MULTIPLY

Write out the fractions with a multiply sign between them.

See if the product can be simplified by looking for common factors in the numerators and denominators. For example, if there is an even number in the denominators and another even number in the denominators, 2 is a common factor, and the even numerator and denominator can by divided by 2. Similarly, look for other common factors and divide by them until no more division is possible.

Finally, multiply all the numerators together on top and multiply all the denominators together on the bottom, and that is the resultant product as a fraction. Sometimes you will end up with 1 in the denominator, so the product is a whole number and the denominator is discarded.

DIVISION

You convert this into a multiplication by turning the divisor fraction upside down so that numerator and denominator change places.
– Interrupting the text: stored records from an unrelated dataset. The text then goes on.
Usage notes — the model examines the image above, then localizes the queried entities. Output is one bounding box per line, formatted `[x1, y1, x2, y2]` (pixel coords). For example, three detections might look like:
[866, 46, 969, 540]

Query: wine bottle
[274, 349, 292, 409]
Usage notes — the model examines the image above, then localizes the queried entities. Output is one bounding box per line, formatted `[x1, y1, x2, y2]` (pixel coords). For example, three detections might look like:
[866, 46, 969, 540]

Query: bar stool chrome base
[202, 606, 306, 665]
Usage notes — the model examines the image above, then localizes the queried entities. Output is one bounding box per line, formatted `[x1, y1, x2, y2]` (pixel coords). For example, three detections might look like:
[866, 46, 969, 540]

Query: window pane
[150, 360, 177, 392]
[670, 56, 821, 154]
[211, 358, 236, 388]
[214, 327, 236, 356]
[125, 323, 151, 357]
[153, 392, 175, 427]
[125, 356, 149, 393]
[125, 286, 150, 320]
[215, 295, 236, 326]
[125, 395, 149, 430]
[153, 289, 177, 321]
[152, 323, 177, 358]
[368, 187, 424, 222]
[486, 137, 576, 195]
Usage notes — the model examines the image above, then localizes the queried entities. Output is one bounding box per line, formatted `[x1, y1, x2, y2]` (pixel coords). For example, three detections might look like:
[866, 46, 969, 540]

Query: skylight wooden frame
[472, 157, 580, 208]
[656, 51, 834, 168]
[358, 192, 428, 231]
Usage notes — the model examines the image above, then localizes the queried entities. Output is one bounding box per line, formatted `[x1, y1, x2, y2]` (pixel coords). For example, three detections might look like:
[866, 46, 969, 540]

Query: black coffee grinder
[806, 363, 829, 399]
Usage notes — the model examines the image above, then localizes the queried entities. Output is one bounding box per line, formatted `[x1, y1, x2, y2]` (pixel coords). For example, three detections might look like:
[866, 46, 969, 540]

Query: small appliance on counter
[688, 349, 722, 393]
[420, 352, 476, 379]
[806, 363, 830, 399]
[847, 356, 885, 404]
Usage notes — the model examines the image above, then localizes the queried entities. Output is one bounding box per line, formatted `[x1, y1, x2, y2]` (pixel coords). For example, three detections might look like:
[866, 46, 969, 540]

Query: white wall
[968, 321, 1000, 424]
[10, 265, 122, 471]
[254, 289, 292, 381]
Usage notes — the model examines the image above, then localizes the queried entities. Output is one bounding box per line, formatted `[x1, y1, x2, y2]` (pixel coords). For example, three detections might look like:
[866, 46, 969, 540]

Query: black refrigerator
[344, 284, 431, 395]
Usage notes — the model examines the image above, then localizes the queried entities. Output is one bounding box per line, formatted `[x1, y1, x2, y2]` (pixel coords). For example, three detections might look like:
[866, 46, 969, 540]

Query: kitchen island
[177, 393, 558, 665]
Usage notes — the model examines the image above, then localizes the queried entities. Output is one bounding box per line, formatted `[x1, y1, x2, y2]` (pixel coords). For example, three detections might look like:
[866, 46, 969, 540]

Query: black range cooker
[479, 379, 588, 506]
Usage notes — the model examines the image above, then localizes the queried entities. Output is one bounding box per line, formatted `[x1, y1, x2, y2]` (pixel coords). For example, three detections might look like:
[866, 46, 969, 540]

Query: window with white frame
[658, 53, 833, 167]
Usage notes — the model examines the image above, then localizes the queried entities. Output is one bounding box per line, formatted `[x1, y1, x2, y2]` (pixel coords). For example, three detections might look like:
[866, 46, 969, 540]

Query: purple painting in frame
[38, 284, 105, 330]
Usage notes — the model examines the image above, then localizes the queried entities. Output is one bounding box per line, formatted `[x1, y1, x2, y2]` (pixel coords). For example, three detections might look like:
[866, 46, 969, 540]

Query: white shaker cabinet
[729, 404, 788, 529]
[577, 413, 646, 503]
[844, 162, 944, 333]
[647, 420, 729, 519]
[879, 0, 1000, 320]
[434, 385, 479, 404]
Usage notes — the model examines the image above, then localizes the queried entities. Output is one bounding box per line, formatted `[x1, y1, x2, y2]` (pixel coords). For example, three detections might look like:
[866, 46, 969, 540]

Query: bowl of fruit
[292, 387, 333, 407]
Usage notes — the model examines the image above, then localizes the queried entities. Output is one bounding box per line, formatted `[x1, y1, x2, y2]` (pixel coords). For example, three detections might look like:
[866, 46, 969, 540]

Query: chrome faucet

Now you can follow the rules of multiplication.

ADDITION (SUBTRACTION)

When adding or subtracting fractions the first thing to do is to find a number which all the denominators divide into. The lowest common denominator (LCD) is the preferred one because it makes the ensuing arithmetic easier. To find the LCD the easiest way is to break down each denominator into its prime number components. For example, 12 is 2×2×3 and 15 is 3×5. From this we see that 3 is a common factor for both 12 and 15. It’s easy to see that the LCD must contain 3 as a factor, so we build the LCD by writing down 3 and multiplying by all the other factors from both denominators: 3×2×2×5=60. So now we need to express each fraction as a multiple of a 60th. To do this we divide each denominator into 60 and multiply the result by the numerator. So, for example, 7/12 becomes 35/60, because 12 goes into 60 5 times, and 5×7=35. All the fractions in our sum are similarly expressed so we just carry out the add or subtract operations on the numerators. When we get the result we just place it over the LCD, and reduce it to its lowest form by looking for common factors in the numerator and denominator (for example, even numbers so that both can by divided by 2).